Picture a stand-off between multiple parties.
Perhaps it is between representatives of two nations sitting across a long polished table as they butt heads over a piece of land, or perhaps it is between red-faced members of an organization fighting over a budget item, voices raised, or maybe its kids on a grassy field arguing about which game to play.
In our case, this morning, it was between our 9 yr old son (on sofa, arms crossed, body tight, face scowling) and his dad (on living room rug, visibly slowing down his breathing to be “patient,” feet planted firmly).
As with most such cases, the disagreement is initially played out not at the level of intentions, values or underlying needs (safety, choice, consideration) but at the level of STRATEGIES or actions (my son wants to eat his Top Food Choice for breakfast; we want him to eat Third Food Choice, so I could pack Top Food Choice for his school lunch; we have been out of Second Food Choice for a couple of days now).
It may or may not help you to know that, because our son’s diet is severely limited by health considerations, balancing tastiness, variety and nutrition in his meals can be a challenge in our family. Or that my husband is working hard, right now, to be “patient” and engage in (and model) nonviolent, non-coercive approaches to conflict.
The bottom line is that there is always a story. Both sides have unmet needs and, often, underlying tensions on which the conflict seems to build. And that is exactly the point I want to make today.
As with many stand-offs, large and small, the clock in our home this morning was ticking, and our son seemed deeply entrenched in his position – giving things a simultaneous sense of semi-urgency and semi-hopelessness.
Thus, my husband, with the intention of showing kindness and sowing harmony, offered a compromise. He’d make a quick run to the grocery store for Second Food Choice and our son would (a) eat Second Food Choice and (b) work on getting himself together to where he could speak to us respectfully again.
Waiting for my husband to return from the store I puttered around the kitchen, silent and brooding. My lived experience – and my understanding of conflict through years of studying Non Violent Communication and Restorative Circles (a particular restorative justice practice developed by Dominic Barter in the Brazilian favelas) – told me that this would not be the panacea we hoped for.
THE DANGER OF COMPROMISE
Sure enough, after having gotten Second Choice, as agreed upon, my son attacked his sister over a small act, using a sarcastic and angry tone with her that left her confused and pouty. Hearing our son speak rudely to his sister after the trouble he had gone to that morning, my husband now erupted in anger.
Pausing everyone I spoke about what I was seeing.
“Hey guys!” I said, “I am guessing you both believe, right now, that you did a favor for the other. Is that true?“
“Well, yes,” my son said as though that was obvious. “I am doing you guys a favor by eating what I did not want to eat.”
“What!!” my husband said. “You are doing ME a favor when I spent some of my shaving time and work prep time to get YOU something you wanted??!! And then I come back and instead of being grateful you are mean to your sister!”
“Yes,” I reminded my husband, who has been on the Restorative and NonViolent journey with me all these years. “I know you were being kind and patient by going to the store – and I feel a lot of tenderness towards you for doing it. But – in terms of addressing the issue, I did not have a lot of hope that it would work.”
“Why not?” my son piped up, his mouth stuffed with Second Choice.
“Well, this is what the theory says – and my lived experience shows.

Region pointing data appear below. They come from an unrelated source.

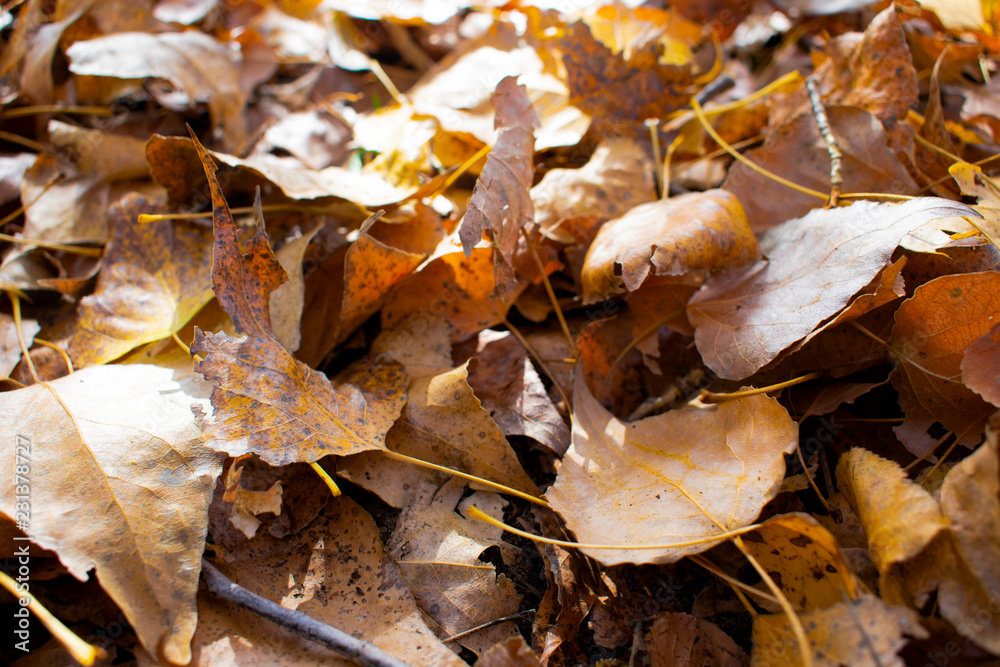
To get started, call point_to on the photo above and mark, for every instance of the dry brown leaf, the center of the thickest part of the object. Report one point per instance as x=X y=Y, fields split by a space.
x=676 y=640
x=437 y=549
x=699 y=231
x=795 y=150
x=171 y=56
x=684 y=475
x=900 y=518
x=266 y=401
x=618 y=177
x=338 y=573
x=799 y=552
x=981 y=366
x=814 y=266
x=865 y=632
x=120 y=482
x=509 y=387
x=154 y=277
x=933 y=328
x=619 y=91
x=500 y=204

When we jump right to Action, skipping the phases of the process where we find out what each person is feeling and needing (not their wishes, but the needs underlying the conflict) we wind up with two people who feel slightly resentful and disconnected because they are focused on what they each gave up to make things work.”
Thus, while our son was able to let go of the specific strategy he wanted that morning, the “underlying conflict” between us was not appeased or addressed through the compromise.

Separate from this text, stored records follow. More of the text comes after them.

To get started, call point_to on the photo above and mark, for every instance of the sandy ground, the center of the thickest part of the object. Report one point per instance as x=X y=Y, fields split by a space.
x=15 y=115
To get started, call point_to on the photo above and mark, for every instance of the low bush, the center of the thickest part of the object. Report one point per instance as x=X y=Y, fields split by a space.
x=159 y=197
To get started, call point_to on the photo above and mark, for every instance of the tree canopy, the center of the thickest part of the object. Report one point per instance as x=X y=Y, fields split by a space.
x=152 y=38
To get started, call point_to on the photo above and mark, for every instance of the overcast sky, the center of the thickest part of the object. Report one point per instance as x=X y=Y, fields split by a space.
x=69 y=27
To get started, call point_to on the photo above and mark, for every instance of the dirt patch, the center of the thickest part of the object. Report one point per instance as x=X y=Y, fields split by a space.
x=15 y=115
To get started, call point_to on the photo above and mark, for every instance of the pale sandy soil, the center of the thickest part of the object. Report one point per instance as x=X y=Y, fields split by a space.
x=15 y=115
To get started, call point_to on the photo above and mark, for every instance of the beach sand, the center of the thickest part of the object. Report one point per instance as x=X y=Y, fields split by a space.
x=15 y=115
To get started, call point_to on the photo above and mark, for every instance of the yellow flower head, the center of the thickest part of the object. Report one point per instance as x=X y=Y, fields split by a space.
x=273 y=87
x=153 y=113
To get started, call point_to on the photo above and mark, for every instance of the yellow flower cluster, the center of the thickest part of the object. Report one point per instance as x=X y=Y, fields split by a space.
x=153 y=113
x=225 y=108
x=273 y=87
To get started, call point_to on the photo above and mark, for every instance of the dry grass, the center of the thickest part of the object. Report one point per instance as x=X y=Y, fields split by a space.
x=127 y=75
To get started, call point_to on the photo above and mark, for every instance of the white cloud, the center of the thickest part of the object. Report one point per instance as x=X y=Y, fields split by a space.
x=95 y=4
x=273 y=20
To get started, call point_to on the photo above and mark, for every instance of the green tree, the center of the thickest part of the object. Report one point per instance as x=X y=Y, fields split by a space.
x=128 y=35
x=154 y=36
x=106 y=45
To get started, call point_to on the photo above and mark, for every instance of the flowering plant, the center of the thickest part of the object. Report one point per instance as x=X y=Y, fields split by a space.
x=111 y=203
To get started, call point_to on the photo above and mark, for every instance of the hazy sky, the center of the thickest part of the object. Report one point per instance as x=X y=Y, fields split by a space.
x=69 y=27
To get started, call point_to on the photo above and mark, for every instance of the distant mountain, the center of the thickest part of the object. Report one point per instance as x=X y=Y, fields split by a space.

In a world where minutes seem to be a precious resource and conflict happens so frequently, it may seem counter-intuitive to take the time needed to engage in a restorative process in which dialogue is used to hear the needs of each party and the focus is on creative solutions that “expand the pie” (as Deepak Malhotra says in his brilliant Negotiating Genius text) rather than nibbling away at it.
Yet, the danger of compromise is that it leaves all parties feeling like their plates are half-empty rather than half full.
The trick, I believe, is to have faith (belief not always based on proof) that a little extra time in the front end (using a restorative process) will wind up saving a ton of time (and pain and disconnection) on the back end – and create solutions that are more sustainable.
But don’t take my word for it. Try it yourself. I don’t want you to feel like you are compromising!